Fast binary parser algorithm

Question

I'm writing a parser for binary files. The data is stored in consecutive 32 bit records. The files only have to be read once and as this is done it is fed into the analysis algorithm.

Now I am reading the file in chunks of 1024 records to avoid as much of the overhead from calling fread more frequently than necessary as possible. In the example below I use oflcorrection, timetag and channel as outputs for the algorithms and use the bool return value to check if the algorithm should stop. Also note that not all the records contain photons just those with positive values.

With this approach I can process at up to 0.5GBps or 1.5 GBps if I use the threaded version of the algorithms which break the file into pieces. I know my SSD can read at least a 40% faster. I was thinking of using SIMD to parse several records in parallel but I don't know how to do it with the conditional return clauses.

Do you know any other approach that would allow me to combine chunked reading and SIMD? Is there in general a better way of doing it?

Thanks

P.S. The records correspond to either photons arriving to detectors after going through a beam splitter or a special record that indicates an overflow condition. The latter is needed because Timetags are stored with picosecond resolution in uint64_t.
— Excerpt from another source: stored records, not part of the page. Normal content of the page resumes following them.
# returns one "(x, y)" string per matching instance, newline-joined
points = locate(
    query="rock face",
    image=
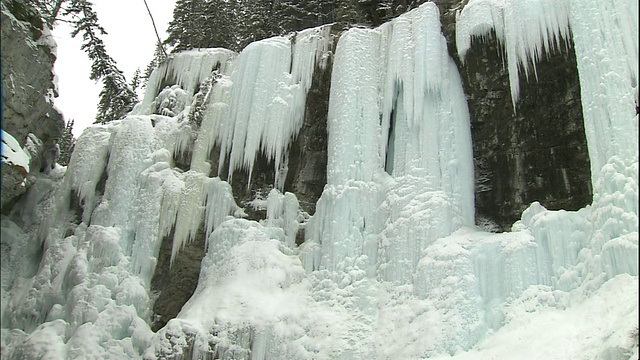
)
(28, 88)
(530, 154)
(537, 152)
(175, 283)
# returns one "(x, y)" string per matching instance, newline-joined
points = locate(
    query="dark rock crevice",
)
(537, 152)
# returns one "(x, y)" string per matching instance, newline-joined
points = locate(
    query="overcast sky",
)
(130, 41)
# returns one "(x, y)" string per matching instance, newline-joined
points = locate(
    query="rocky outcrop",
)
(174, 283)
(535, 152)
(28, 55)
 static inline bool next_photon(FILE* filehandle, uint64_t * RecNum,
                               uint64_t StopRecord, record_buf_t *buffer,
                               uint64_t *oflcorrection, uint64_t *timetag, int *channel)
{
    pop_record:
    while (__builtin_unpredictable(buffer->head < RECORD_CHUNK)) { // still have records on buffer
        ParseHHT2_HH2(buffer->records[buffer->head], channel, timetag, oflcorrection);
        buffer->head++;
        (*RecNum)++;

        if (*RecNum >= StopRecord) { // run out of records
            return false;
        }

        if (*channel >= 0) { // found a photon
            return true;
        }
    }
    // run out of buffer
    buffer->head = 0;
    fread(buffer->records, RECORD_CHUNK, sizeof(uint32_t), filehandle);
    goto pop_record;
}

Please find below the parsing function. Keep in mind that I can't do anything about the file format. Thanks again, Guillem.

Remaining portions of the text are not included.